2.2.10

Los partidos mexicanos y sus alianzas: "La izquierda panista y la derecha perredista"



Un artículo que aparece hoy en La Jornada y firmado Magdalena Gómez me hace pensar y reflexionar que en efecto, nuestro sistema de partidos está agonizando y no responde a las necesidades de un país que está muy cerca de una crisis de muy graves consecuencias.

Gómez critica fuertemente a los partidos políticos en sus nuevas "alianzas útiles" que han hecho que PAN, PRI, PRD se conviertan ahora en una revoltura que sólo tiene un fin: recoger votos y lograr que sobrevivan las prebendas de los políticos. (clic a seguir leyendo)


Qué triste, señores, qué triste.

Ya teníamos corrupción, ya tenemos violencia (¡¡16 jóvenes muertos en Juárez el domingo en una fiesta casera!!), ya teníamos un país sin planes de futuro, creciendo y copiando el modelo americano... ahora tenemos unos políticos que no tienen bandera, que no defienden ideales, que sólo buscan guardar "la chamba".

Ojalá, como lo dice la constitución sobre la que ustedes juraron, señores políticos, que la patria se los demande. De mi parte, una tristeza enorme porque no puedo sino decir que toda mi vida de ciudadano, 18 años (tengo 36), he venido esperando (y tratando de ser parte, en las oportunidades que me ha dado mi existencia, a veces más cerca, a veces más lejos) un cambio y una mejora para los menos favorecidos de mi país, pero esto, sigue siendo una utopía por culpa de ustedes: acomodaticios, irresponsables y corruptos.

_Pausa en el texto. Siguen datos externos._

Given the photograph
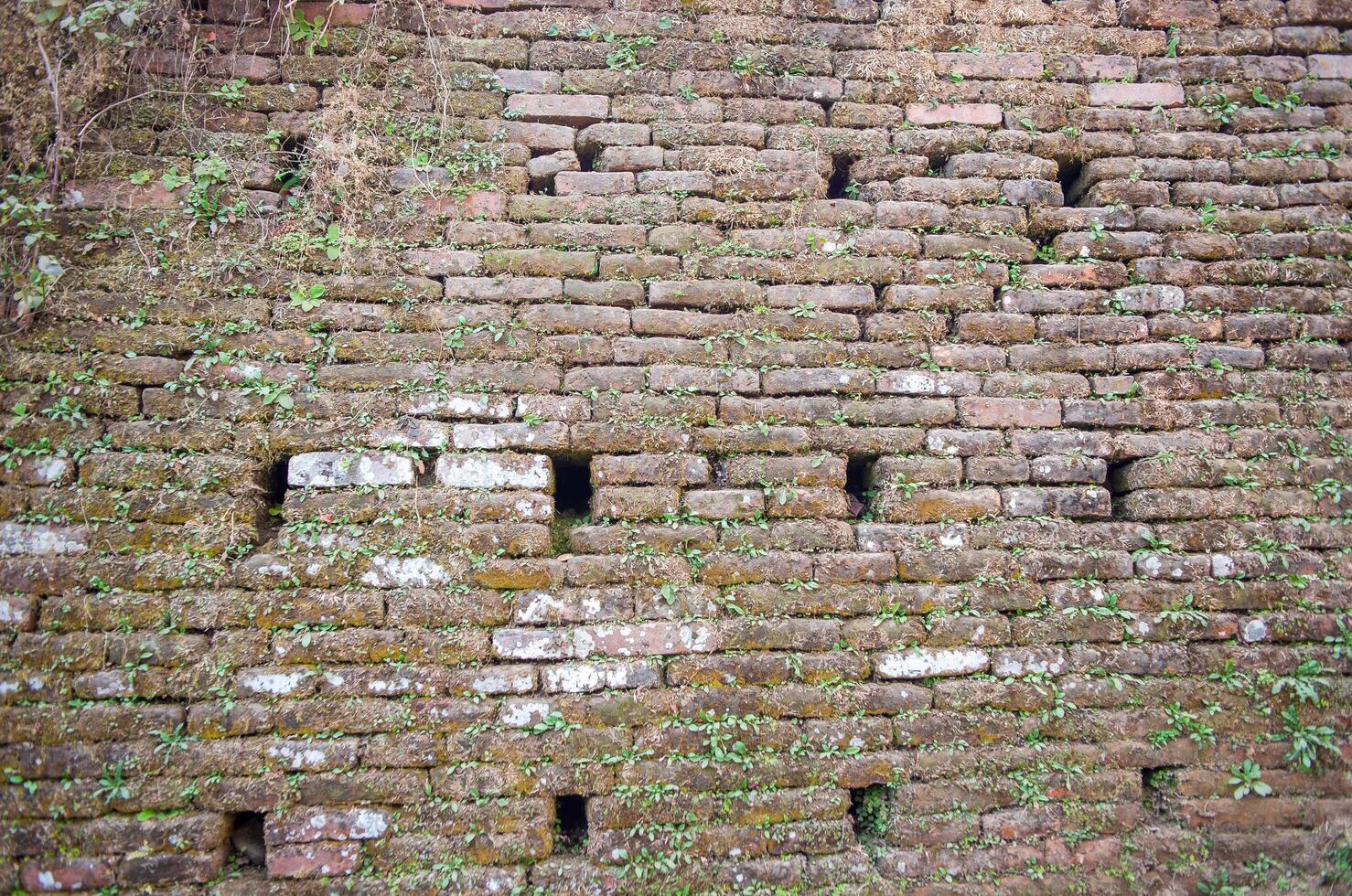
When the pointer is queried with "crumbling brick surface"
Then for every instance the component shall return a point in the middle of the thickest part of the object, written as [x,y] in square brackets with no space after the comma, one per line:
[772,446]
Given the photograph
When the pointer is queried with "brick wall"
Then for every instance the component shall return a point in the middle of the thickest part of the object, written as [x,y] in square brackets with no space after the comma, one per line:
[775,446]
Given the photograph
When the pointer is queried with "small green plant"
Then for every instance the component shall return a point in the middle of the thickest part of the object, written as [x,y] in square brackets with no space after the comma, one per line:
[307,297]
[310,34]
[871,811]
[1306,741]
[1248,779]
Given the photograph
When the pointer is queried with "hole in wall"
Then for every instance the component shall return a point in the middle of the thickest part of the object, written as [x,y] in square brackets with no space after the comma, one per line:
[572,497]
[1116,483]
[248,845]
[572,485]
[274,486]
[569,823]
[859,488]
[840,186]
[870,811]
[1157,785]
[1068,175]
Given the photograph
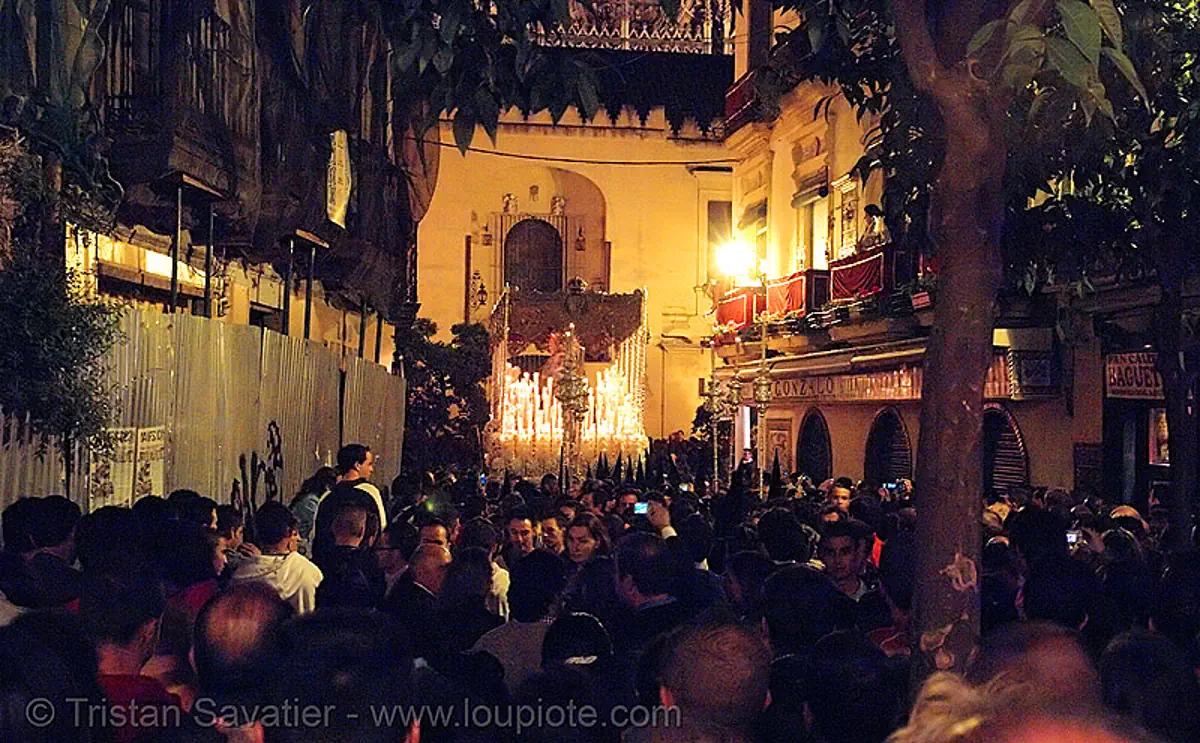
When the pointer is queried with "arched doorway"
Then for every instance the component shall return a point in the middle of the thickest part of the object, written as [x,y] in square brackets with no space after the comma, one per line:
[888,451]
[1006,463]
[533,256]
[814,451]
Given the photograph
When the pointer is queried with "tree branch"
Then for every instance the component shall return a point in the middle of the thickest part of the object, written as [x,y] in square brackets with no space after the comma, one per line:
[917,45]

Nunca fui partícipe de las candidaturas independientes, pues suelen tomarlas quienes tienen la plata para pagárselas y por eso creí que tomar un partido significaba enarbolar una causa común. ¿Qué solución me dejan, señores políticos? ¿piensan esperar el regreso del México bronco? Ojalá que no sea así.

Acá parte de la nota y el link para leerla completa

Bajo la lógica de que todo se vale, me temo que están cruzando la línea, tan frágil ya de por sí, que les daba un perfil propio y por el cual habían luchado históricamente, sobre todo antes de que el Estado asumiera que no lo pondrían en riesgo y les otorgó reconocimiento legal. Alguna vez se les consideró, y la doctrina lo sustenta ampliamente, como el medio para lograr una democracia social, no electorera, por la vía pacífica.